Recently, the media revealed that large fast food restaurants sell foods containing genetically modified foods ingredients, which not only caused fierce criticism from environmental protection groups, but also sparked discussions on the safety of genetically modified foods and consumers’ right to know.
What is genetically modified foods?
The so-called gene is the unit of genetic material, which is composed of deoxyribonucleic acid (DNA) and can determine the characteristics of animals or plants. Scientists use biotechnology to extract a gene from an organism and “transplant” it into another organism to modify some characteristics of the organism, which is “genetic modification”. The main purpose is to cultivate better quality crops, increase production and reduce costs. For more research Click Here.
Generally, these genetically modified organisms are not significantly different in appearance; however, the “mutated” organisms may lose certain qualities. For example, genetic engineering has produced a “super corn” that is not afraid of pests and grows rapidly, but when the pollen of this corn is combined with weeds, it will produce “super weeds” that are difficult to eradicate. In addition to the possible impact on the natural ecology, the safety of eating these genetically modified food is still inconclusive, and it is also the focus of concern from all walks of life.

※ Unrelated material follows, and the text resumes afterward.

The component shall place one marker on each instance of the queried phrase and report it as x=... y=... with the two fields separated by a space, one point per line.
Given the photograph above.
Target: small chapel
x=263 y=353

Traces of genetically modified food There are many forms of genetically modified food on the market, most of which are processed food. E.g:
|Crop||Genetically Modified Properties||common food|
|soybean||resistant to herbicides||For making soy drinks, tofu, Soybean oil, soybean flour, or making bread, pies, cooking oil, etc.|
|Corn||Resistant to pests/resistant to herbicides||Can be made into corn oil, flour, sugar, or made into snacks, cakes, desserts, etc.|
|tomato||slow down tissue softening||ketchup|
In addition, scientists in various countries continue to work to improve the quality of existing food, including the application of genetic modification technology. For example, Canada has successfully developed the world’s first genetically modified American ginseng, which not only shortens the growth period, resists fungal damage, but also reduces planting costs. Singapore is also studying the “super salmon”, which is born four times faster than ordinary salmon for a long time, but with the same quality, in order to meet the increasing demand in the market. Taiwan also produces rice infused with the taste of taro, which is of course genetically modified. For more health tips visit our site ArticlesHubs.
In addition, news that there are breweries planning to produce genetically modified beer has also aroused discussions. There are various indications that genetically modified foods will become more and more common, so consumers should be more aware of the “super foods” produced by this new technology.
This article is reviewed by the consultant doctor of this site. May you can see about Recognize Good Fats.